Highway Chicken Karahi
Meals,  Non- vegetarian

Highway Style Chicken Karahi

 People named this dish ‘Highway Style Chicken Karahi’ after the traditional cooking method and the types of restaurants where they serve it. The word ‘karahi’ refers to the wok-like cooking pot, called a kadai, in which cooks traditionally prepare the dish. The word ‘highway’ highlights the fact that this dish is commonly found at roadside restaurants or dhabas—small eateries along highways in South Asia. These dhabas serve flavorful, often spicier versions of classic dishes. They cook in a distinctive style that creates a bold, robust flavor—one of the reasons their dishes are so popular.

Traditionally, cooks make Karahi using a whole chicken cut into 18 pieces. The small size allows the chicken to cook very quickly. 

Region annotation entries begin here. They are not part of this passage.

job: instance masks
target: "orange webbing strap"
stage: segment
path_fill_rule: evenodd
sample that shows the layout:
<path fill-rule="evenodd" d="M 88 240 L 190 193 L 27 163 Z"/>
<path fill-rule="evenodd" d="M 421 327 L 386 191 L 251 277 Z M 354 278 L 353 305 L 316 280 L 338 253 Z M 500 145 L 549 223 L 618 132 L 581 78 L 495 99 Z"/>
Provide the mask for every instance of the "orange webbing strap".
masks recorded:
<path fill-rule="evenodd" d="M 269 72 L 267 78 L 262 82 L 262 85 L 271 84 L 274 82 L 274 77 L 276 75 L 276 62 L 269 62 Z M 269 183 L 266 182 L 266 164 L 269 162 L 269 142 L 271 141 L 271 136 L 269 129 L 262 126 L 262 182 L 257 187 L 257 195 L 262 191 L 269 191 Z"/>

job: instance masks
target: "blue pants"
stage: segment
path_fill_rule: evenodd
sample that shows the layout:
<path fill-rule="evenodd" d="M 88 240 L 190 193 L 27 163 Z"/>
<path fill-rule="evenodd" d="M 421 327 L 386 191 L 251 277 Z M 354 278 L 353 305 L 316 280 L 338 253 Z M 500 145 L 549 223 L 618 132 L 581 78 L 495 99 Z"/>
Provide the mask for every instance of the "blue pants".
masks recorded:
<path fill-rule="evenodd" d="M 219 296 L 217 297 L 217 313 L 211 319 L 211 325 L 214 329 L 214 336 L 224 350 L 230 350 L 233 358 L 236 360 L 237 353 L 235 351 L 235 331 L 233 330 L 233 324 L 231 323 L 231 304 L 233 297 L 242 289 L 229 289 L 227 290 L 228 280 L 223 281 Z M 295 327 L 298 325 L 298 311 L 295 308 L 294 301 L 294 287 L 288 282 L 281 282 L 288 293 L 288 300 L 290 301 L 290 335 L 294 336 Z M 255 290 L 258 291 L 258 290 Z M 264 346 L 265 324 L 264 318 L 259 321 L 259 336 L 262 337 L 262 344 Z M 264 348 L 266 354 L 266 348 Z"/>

The traditional Highway Chicken Karahi does not use onions or pureed tomato. But to bulk up the masala gravy and cut the cost I have used onions (most restaurants do it too). The original recipe usually uses freshly diced tomatoes, but I prefer to puree them to save time.

Since this dish is more on the ‘dry’ side, it’s perfect with tandoori naan, roti, and even parathas.

Highway Chicken Karahi

You can refrigerate leftovers in an airtight container for 5–7 days. Reheat them on the stovetop—adding a little water may help prevent sticking.

Highway Style Chicken Karahi

Falak
Course Main Course
Cuisine South Asian
Servings 6

Ingredients
  

Karahi Masala

  • 1 tablespoon coriander seeds coarsely crushed
  • 1 tablespoon cumin seeds coarsely crushed
  • 1 teaspoon red chili flakes
  • 1/2 tablespoon kasoori methi
  • 1 tablespoon chat masala
  • 1 teaspoon amchoor (dried mango powder)
  • 1/2 teaspoon black salt
  • 1/2 teaspoon garam masala powder
  • 1 teaspoon black pepper
  • 1 teaspoon salt

Masala Gravy

  • 1/2 cup oil
  • 1 cup pureed onion
  • 2 tablespoons ginger-garlic paste
  • 1- 1.5 kg chicken
  • 3/4 cup tomato puree
  • 1/2 cup water
  • 2 tablespoons lemon juice
  • 2 tablespoons cilantro leaves chopped optional

Instructions
 

  • In a pan on high heat add oil and onions and fry until translucent.
  • Immediately add the ginger-garlic paste, saute for 30 seconds.
  • Add chicken and saute for 10 minutes. The color of the chicken will turn white and then have some browning.
  • Add the above karahi masala and mix for 30-45 seconds or until all the chicken is coated with it.
  • Now add the tomato puree and saute until the oil separates (takes 2-3 minutes).
  • Add 1/2 cup water, cover the pan and lower the heat slightly and cook for 10-15 minutes or until the chicken is fully cooked.
  • Finally add the lemon juice and cilantro leaves and turn off the heat.
  • Let it sit covered for 1 minute before serving. Serve and enjoy.